In these pedagogic notes I review the statistical mechanics approach to neural networks, focusing on the paradigmatic example of the perceptron architecture with binary an continuous weights, in the classification setting. I will review the Gardner's approach based on replica method and the derivation of the SAT/UNSAT transition in the storage setting. Then, I discuss some recent works that unveiled how the zero training error configurations are geometrically arranged, and how this arrangement changes as the size of the training set increases. I also illustrate how different regions of solution space can be explored analytically and how the landscape in the vicinity of a solution can be characterized. I give evidence how, in binary weight models, algorithmic hardness is a consequence of the disappearance of a clustered region of solutions that extends to very large distances. Finally, I demonstrate how the study of linear mode connectivity between solutions can give insights into the average shape of the solution manifold.

Figures (9)

• Figure 1: Left and middle panels: space of solutions (green shaded area) in the spherical perceptron with $\kappa = 0$ (left panel) and $\kappa < 0$ (middle). The green shaded area is obtained by taking the intersection of two spherical caps corresponding to patterns $\boldsymbol{\xi}^1$ and $\boldsymbol{\xi}^2$. Right panel: binary weight case. The cube (red) is inscribed in the sphere. The green shaded area represents the (convex) space of solutions of the corresponding spherical problem. In this simple example only two vertices of the cube are inside the green region.
• Figure 2: Distance between solutions sampled with a given margin $\kappa$ as a function of the constrained density $\alpha$ for the spherical case (left panel) and the binary perceptron (right panel). In the binary case, the lines change from solid to dashed when the entropy of solutions becomes negative.
• Figure 3: Binary perceptron. Left: RS entropy as a function of $\alpha$ for several values of the margin $\kappa$. Dashed lines show the nonphysical parts of the curves, where entropy is negative. The value of $\alpha$ where the entropy vanishes corresponds to the SAT/UNSAT transition $\alpha_c(\kappa)$. Right: SAT/UNSAT transition $\alpha_c(\kappa)$ obtained using the zero entropy condition \ref{['eq::zero_entropy_condition']}.
• Figure 4: Spherical perceptron. Left: RS entropy as a function of $\alpha$ for several values of the margin $\kappa$. The point in $\alpha$ where the entropy goes to $-\infty$ (indicated by the dashed vertical lines) corresponds to the SAT/UNSAT transition $\alpha_c(\kappa)$. Right: RS SAT/UNSAT transition $\alpha_c(\kappa)$ as given by \ref{['eq::alphac_spherical']}. For $\kappa<0$ the line is dashed, to remind that the RS prediction is only an upper bound to the true one, since the model becomes non-convex.
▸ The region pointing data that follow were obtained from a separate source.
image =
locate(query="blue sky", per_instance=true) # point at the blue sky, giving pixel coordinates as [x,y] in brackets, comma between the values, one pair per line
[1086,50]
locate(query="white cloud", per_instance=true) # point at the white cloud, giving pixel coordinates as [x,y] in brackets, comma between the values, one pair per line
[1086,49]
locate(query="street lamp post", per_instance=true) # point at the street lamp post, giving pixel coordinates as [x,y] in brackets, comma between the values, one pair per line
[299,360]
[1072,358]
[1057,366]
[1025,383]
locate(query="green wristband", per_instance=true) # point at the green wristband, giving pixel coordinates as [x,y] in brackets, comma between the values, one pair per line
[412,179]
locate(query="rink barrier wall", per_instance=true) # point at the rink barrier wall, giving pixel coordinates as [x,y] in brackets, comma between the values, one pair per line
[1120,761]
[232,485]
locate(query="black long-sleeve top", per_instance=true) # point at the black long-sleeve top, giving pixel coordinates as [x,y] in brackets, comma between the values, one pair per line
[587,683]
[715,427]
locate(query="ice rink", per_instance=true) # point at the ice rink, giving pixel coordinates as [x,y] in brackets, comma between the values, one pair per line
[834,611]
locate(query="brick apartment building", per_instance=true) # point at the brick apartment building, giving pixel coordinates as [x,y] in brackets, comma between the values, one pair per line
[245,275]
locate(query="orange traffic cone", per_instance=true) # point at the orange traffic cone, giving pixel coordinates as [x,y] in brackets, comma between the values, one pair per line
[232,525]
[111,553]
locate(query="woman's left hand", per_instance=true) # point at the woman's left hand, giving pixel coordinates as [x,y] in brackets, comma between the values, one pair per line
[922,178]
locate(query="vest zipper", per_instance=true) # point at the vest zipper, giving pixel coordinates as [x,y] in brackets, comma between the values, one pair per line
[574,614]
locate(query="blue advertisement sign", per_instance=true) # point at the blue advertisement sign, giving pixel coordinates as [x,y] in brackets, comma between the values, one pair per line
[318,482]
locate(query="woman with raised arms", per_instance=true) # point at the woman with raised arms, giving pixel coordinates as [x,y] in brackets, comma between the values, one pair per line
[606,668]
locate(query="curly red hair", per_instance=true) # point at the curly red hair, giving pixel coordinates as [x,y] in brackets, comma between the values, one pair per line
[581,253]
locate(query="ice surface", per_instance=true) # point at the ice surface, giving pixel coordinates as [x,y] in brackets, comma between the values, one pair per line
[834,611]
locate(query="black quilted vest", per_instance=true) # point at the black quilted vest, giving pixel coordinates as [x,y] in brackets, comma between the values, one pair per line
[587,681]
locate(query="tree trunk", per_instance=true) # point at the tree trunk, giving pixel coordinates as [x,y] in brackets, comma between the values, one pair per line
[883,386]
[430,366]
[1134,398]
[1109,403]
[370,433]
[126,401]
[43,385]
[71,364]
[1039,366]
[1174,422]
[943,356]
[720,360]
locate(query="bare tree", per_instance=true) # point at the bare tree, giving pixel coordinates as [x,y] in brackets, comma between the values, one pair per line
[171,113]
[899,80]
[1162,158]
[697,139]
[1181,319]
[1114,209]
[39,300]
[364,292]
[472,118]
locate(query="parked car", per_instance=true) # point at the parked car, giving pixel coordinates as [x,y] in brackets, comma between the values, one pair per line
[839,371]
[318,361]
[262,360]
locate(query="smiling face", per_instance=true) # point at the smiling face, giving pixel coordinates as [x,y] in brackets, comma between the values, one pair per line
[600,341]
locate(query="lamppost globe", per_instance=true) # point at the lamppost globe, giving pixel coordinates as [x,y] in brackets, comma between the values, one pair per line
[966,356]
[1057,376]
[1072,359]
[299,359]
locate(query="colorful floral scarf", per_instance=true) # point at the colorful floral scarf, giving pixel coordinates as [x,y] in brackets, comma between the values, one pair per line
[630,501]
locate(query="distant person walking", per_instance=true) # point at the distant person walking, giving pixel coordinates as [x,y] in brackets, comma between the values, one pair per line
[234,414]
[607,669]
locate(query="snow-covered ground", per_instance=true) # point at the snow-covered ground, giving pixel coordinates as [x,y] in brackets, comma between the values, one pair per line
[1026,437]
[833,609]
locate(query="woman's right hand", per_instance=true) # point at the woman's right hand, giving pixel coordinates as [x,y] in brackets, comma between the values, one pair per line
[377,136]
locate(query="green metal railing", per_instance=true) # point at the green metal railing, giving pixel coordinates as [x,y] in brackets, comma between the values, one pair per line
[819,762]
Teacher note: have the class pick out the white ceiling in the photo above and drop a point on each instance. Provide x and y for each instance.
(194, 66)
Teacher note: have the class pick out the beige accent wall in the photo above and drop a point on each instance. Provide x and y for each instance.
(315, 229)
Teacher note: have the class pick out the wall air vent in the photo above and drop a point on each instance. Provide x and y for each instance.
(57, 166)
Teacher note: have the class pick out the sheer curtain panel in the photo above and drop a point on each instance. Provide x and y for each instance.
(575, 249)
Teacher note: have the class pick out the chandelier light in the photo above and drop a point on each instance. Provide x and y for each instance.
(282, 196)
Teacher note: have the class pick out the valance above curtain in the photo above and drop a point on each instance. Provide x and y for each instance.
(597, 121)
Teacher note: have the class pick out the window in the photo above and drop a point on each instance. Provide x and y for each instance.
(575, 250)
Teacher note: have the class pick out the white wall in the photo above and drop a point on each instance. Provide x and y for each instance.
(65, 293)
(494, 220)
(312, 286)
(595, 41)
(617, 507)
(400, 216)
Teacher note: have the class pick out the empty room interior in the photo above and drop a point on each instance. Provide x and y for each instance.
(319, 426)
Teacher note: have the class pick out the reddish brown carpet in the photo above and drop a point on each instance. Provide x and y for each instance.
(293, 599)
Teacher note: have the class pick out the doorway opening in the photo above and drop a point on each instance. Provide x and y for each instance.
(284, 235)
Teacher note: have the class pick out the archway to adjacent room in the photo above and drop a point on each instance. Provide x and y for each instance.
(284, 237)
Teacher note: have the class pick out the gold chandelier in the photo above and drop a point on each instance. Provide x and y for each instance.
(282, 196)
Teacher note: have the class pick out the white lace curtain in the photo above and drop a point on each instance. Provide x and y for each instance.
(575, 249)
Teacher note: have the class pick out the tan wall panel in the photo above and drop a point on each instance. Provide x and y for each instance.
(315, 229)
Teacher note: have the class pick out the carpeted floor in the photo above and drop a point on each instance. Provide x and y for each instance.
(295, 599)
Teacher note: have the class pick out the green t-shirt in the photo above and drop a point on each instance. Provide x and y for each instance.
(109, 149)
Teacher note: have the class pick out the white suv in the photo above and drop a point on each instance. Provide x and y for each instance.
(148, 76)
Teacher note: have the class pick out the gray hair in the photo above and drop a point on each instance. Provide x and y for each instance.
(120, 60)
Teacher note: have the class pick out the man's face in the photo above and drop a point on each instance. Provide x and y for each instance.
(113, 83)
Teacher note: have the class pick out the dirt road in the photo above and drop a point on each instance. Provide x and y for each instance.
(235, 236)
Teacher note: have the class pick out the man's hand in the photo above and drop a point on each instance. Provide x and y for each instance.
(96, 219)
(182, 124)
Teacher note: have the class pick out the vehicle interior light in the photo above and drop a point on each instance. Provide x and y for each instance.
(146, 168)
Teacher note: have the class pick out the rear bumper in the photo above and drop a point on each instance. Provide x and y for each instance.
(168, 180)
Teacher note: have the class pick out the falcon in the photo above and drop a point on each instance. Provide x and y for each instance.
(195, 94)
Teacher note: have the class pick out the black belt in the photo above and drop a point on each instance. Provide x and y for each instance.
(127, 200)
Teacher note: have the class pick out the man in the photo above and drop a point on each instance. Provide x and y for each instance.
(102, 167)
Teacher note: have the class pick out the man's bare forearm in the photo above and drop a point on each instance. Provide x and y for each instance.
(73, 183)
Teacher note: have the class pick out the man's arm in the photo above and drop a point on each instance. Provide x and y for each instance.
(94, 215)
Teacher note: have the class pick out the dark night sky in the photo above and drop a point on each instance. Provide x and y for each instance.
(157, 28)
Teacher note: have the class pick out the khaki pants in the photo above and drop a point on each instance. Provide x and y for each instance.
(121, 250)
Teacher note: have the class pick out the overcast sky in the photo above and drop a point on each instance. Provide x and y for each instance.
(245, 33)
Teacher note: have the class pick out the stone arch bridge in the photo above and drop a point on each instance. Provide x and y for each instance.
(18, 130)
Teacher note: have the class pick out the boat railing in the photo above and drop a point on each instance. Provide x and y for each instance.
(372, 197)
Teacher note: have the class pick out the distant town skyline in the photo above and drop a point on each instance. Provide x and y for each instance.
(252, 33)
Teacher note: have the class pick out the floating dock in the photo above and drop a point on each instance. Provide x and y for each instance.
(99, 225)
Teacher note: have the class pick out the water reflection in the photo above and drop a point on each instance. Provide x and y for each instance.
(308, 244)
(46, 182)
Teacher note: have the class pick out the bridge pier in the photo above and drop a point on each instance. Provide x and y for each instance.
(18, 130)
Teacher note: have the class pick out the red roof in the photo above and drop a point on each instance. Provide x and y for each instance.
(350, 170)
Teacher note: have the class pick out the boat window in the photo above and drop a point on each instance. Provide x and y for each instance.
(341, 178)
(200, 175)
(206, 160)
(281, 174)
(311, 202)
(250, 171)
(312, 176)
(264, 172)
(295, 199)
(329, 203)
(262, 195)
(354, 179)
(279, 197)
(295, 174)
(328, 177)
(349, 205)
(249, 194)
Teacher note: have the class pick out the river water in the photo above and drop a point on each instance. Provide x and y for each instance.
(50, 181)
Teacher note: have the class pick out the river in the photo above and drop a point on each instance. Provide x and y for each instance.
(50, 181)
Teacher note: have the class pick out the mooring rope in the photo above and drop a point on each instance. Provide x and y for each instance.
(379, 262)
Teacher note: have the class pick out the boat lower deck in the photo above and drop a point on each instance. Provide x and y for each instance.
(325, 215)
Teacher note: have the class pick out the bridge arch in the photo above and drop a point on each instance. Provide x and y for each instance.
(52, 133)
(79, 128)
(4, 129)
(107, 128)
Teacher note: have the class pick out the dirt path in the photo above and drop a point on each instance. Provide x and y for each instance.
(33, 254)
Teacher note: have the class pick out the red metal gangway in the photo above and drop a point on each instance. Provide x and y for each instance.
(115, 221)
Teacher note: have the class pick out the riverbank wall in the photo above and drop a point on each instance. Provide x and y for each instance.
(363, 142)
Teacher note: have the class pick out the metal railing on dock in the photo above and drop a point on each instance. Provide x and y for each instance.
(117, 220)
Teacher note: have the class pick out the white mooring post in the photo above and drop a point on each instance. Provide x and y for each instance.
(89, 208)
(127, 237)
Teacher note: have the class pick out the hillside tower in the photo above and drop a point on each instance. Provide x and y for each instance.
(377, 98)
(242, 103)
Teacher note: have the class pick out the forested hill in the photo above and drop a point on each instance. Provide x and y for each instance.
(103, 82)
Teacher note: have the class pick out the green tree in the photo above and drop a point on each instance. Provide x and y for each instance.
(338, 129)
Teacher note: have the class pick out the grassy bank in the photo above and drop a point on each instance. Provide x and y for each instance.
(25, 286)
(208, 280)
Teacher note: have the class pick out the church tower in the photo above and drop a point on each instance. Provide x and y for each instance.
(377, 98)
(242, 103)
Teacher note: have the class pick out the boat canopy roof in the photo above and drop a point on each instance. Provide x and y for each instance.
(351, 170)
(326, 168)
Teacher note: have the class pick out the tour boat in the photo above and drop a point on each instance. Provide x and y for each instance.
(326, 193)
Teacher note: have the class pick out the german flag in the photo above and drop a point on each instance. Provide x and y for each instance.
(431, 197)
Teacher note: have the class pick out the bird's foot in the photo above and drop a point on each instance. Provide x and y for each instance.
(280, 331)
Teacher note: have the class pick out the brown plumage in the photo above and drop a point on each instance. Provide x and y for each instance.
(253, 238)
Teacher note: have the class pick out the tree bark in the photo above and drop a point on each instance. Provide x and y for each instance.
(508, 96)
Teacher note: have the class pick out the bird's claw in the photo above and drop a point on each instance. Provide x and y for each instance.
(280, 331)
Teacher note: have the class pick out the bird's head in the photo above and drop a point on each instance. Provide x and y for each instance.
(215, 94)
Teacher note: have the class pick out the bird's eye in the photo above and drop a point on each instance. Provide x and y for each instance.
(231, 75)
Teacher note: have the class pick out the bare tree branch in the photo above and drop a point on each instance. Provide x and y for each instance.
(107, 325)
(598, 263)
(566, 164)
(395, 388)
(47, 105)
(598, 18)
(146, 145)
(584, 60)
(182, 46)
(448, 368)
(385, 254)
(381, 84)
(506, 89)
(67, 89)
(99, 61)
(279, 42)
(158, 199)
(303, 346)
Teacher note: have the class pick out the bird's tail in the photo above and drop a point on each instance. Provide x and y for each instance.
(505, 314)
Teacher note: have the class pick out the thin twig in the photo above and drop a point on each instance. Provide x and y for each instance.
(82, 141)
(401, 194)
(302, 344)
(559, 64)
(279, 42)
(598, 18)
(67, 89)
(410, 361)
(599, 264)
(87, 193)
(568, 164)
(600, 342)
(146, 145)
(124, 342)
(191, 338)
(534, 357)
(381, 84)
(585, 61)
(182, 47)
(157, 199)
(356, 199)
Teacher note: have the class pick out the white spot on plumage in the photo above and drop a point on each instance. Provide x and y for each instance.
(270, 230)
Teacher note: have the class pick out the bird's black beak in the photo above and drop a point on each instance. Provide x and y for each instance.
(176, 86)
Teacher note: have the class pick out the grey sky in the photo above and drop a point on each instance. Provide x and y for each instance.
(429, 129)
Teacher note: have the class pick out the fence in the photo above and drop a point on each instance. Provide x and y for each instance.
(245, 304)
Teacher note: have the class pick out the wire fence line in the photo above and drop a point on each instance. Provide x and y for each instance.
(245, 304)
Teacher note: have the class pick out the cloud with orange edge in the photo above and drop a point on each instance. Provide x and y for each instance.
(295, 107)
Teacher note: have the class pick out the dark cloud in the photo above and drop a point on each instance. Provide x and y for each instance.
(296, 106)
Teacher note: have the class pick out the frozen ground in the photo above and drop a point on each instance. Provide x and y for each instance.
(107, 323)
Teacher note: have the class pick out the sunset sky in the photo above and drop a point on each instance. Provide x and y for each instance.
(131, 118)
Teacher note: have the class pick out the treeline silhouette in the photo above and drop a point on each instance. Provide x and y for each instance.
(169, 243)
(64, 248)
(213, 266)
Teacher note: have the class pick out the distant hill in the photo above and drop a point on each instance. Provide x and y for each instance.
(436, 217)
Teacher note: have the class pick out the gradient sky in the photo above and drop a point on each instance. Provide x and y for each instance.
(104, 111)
• Figure 5: Binary perceptron. Left: Averaged local entropy of typical solutions as a function of distance, for several values of $\alpha$. Right: Distance $d_{\text{min}}$ for which the Franz Parisi entropy $\phi_{\text{FP}}$ is zero as a function of $\alpha$. At the SAT/UNSAT transition (dashed vertical line) the minimal distance to the closest solutions coincides with the typical distance between solution $d \simeq 0.218$.